We were once on a commercial flight with Bill Wyman of the Rolling Stones, who was accompanied by his girlfriend, Astrid. During the flight, Bill,
Bonzo, and I were talking about Bonham's Hereford bulls, which had just swept the top prizes at a local competition. “I love those bulls, just getting up in the morning and seeing them,” said John, beaming with pride like a father talking about his children. On the plane, he was wearing overalls and a wide-brimmed hat that any farmer could have put to use as a daytime shield from the sun.

A few minutes later, Bonham went to use the bathroom and Astrid turned to me and asked, “Why did you guys bring that farmer with you?” She obviously didn't recognize Bonzo. “All he talks about is those damn bulls! Does he work on one of the boys' estates?”

“Not exactly,” I said, breaking the news as gently as possible. “That's our drummer! That's John Bonham!”

She seemed genuinely surprised. And embarrassed. Led Zeppelin were more than musicians, although it was hard for most people to see beyond their music.

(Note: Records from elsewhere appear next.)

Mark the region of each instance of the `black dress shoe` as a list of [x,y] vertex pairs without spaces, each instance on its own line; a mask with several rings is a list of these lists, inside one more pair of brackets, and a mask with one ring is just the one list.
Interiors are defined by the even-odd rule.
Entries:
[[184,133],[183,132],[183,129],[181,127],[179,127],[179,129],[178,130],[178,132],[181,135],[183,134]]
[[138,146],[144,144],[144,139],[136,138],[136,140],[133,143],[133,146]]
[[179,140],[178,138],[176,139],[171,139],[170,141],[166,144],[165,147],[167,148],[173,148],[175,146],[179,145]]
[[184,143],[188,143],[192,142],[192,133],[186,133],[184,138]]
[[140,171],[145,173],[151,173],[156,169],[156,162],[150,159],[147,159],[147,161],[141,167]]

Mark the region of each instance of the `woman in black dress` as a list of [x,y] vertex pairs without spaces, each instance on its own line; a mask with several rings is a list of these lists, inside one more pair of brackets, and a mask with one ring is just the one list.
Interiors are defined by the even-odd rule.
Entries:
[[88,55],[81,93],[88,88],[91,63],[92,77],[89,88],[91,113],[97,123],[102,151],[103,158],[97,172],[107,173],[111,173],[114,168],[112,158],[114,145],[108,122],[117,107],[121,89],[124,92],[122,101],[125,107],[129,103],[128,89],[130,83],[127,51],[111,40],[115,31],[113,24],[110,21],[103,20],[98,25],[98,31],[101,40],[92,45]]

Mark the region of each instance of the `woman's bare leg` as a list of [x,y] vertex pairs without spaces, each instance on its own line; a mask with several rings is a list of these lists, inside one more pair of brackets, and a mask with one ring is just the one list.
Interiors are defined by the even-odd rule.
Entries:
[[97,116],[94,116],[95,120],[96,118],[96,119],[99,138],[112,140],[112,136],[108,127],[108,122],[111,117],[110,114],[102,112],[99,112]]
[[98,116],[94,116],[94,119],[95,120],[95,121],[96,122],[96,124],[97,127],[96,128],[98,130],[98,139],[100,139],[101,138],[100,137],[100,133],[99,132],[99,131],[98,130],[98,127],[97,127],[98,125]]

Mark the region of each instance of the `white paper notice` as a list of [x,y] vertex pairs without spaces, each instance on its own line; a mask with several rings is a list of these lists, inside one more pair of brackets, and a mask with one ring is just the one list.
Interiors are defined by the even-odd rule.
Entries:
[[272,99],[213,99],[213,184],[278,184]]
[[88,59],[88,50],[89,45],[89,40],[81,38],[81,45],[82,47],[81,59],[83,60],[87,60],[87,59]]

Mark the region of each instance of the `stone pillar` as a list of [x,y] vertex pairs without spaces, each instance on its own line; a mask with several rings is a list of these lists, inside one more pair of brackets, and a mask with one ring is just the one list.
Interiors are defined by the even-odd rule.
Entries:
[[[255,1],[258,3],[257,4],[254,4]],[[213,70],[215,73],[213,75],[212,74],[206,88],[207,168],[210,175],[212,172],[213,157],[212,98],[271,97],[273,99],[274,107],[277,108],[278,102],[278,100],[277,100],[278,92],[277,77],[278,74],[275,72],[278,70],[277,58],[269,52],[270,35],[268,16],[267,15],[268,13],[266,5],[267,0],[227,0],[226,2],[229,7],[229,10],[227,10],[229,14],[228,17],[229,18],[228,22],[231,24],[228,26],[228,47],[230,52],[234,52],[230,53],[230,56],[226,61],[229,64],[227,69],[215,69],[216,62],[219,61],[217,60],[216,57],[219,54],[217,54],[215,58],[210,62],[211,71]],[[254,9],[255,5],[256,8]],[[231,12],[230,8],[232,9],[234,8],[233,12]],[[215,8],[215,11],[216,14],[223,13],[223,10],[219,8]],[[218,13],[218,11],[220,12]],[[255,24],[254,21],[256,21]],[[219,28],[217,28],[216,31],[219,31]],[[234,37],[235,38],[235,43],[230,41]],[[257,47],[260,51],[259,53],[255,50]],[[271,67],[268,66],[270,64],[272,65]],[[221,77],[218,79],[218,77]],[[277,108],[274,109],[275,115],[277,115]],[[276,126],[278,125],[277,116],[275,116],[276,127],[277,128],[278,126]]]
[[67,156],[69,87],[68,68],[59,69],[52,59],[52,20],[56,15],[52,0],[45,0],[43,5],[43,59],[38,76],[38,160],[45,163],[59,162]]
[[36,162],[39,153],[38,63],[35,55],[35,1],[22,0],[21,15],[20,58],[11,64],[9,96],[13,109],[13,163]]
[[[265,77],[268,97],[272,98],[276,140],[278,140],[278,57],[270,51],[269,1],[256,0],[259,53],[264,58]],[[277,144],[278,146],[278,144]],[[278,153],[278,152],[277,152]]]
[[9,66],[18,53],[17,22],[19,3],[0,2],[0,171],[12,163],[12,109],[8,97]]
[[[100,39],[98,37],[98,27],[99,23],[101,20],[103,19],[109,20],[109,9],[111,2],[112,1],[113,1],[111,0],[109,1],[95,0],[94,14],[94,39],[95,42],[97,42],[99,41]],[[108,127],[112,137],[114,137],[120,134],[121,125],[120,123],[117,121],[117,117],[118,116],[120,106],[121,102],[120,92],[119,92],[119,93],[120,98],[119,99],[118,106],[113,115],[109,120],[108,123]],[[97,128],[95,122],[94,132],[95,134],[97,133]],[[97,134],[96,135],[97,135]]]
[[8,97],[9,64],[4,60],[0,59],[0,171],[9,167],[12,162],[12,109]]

I had always felt that, more than the others, Jimmy was much too complex an individual to be living for music alone. I knew that his dabbling in the occult continued, although he still kept that side of his life very private. On occasion, he would mention the name Aleister Crowley to me. Crowley had been a part poet, part magician, part mountain climber who conducted rituals in black magic, many at his “satanic temple” on Fulham Road. Crowley had been a real mystery to people.

I occasionally became Jimmy's unofficial chauffeur on some of his Crowley shopping sprees. Despite Pagey's love of automobiles—over the years, he owned cars like a Bentley, an Austin Champ Army Jeep, a Cord Sportsman, and an old Mercedes with running boards—he never had a driver's license (“I just never bothered to get one,” he said). So several times he would call me and say, “Richard, I'm in the mood to go shopping for some Crowley artifacts.” We'd drive from auction houses to rare-book showrooms, where Jimmy would buy Crowley manuscripts or other belongings (hats, paintings, clothes).